Saturday, December 2, 2017

Review of "The Chosen"

Chaim Potok’s novel, The Chosen, is a beloved classic.  Twenty years ago, playwright Aaron Posner brought the story to life in a stage adaptation.  That work, in a slightly new form, is receiving a satisfying production at Long Wharf Theatre through December 17th.  This poignant, and sometimes powerful, play delves into such universal themes as friendship, father-son relationships, developing identity and purpose, and religious adherence and tolerance. 
Steven Skybell and Max Wolkowitz in "The Chosen."

Set in the 1940’s, near the end of World War II, we are introduced to two young Jewish teens, Reuven Malter (Max Wolkowitz), a Conservative adherent and Daniel Saunders (Ben Edelman), a follower of Hasidism.  Living only five blocks apart in the Williamsburg section of Brooklyn, New York their spheres--primed by their religious faiths--are light years apart.  In the aftermath of a baseball accident the two boys become acquainted and quickly become fast friends.  Soon, the pair is introduced to each other’s world--a strict, solitary life for Daniel, overseen by his distant, scholarly father, the rabbi Reb Saunders (George Guidall); and a more nurturing, loving household for Reuven, who lives alone with his father, David Malter (Steven Skybell), a modern day intellectual, writer and champion of Jewish causes.  Through their interactions, and as the years pass, the two young men begin to assert themselves, both personally and academically, as they forge new and unfamiliar terrain.  They also learn the truth behind sometimes difficult life lessons their father’s taught, both overtly and furtively.

George Guidall, Ben Edelman, and Max Wolkowitz in "The Chosen."
A central question for non-Jewish theater-goers might be is The Chosen too much of a Jewish show.  While individuals with a Jewish background may find more meaning and identification with the characters, setting, and events of the show, the themes it addresses are so universal as to, fortunately, make the inquiry almost irrelevant.

The adaptation by Aaron Posner, who has also successfully transformed Potok’s book, My Name is Asher Lev, for the stage, hits upon the major junctures and stirring moments of the book.  He has crafted a drama that is at times compelling and heartrending.  He has modified the play somewhat by eliminating the character of the narrator, who was an older Reuven Malter looking back at his teenage years.  This revision helps streamline the show, allowing the audience to more focus on the four central characters.  The playwright has also fleshed out the presentation by adding an ensemble of four students—played at times as part of Danny’s movement or Reuven’s arm of Judaism.  This revision adds some volume to certain scenes such as the opening baseball game.
Ben Edelman as Danny Saunders in "The Chosen."
The cast is professional and well-tuned to their characters.  Max Wolkowitz’s Reuven Malter shows inquisitiveness and determination.  He ably straddles the world of the secular and religious as he forges a new and, at times, complex friendship.  Ben Edelman as Daniel Saunders, with his awkwardness and at times labored interactions, radiates an inner torment as he tries to balance duty, honor, and the realities of a new age.  George Guidall gives a nuanced performance as the stoic and contemplative Reb Saunders.  He aptly portrays the leader of his Hasidic community, a man with the weight of multitudes on his shoulders.  Steven Skybell renders the character of David Malter with optimism, compassion as well as a degree of thoughtful studiousness. 

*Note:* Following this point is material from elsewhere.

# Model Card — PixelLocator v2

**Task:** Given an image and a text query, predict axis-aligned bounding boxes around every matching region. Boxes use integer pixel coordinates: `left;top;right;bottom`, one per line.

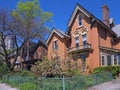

Director Gordon Edelstein nimbly guides the four performers through the ebb and flow of the production and seamlessly integrates the ensemble at strategic points of the play. The scenes that focus on the father/son relationships are strong and convincing.  Even though there can be a lot of philosophical ruminations and some abstract concepts discussed, as with the Gematria, a form of Jewish numerology, the director nimbly keeps the pace brisk and pulsating.  My only criticism is the way Danny is presented.  Yes, he is a member of a close-knit, insular group, but he comes across as too mannered throughout the production.  It would seem, through his ongoing exposure to the outside world, he could have developed a less stilted affect over the time frame of the play

The Chosen, a dynamic and crowd-pleasing drama at Long Wharf through December 17th.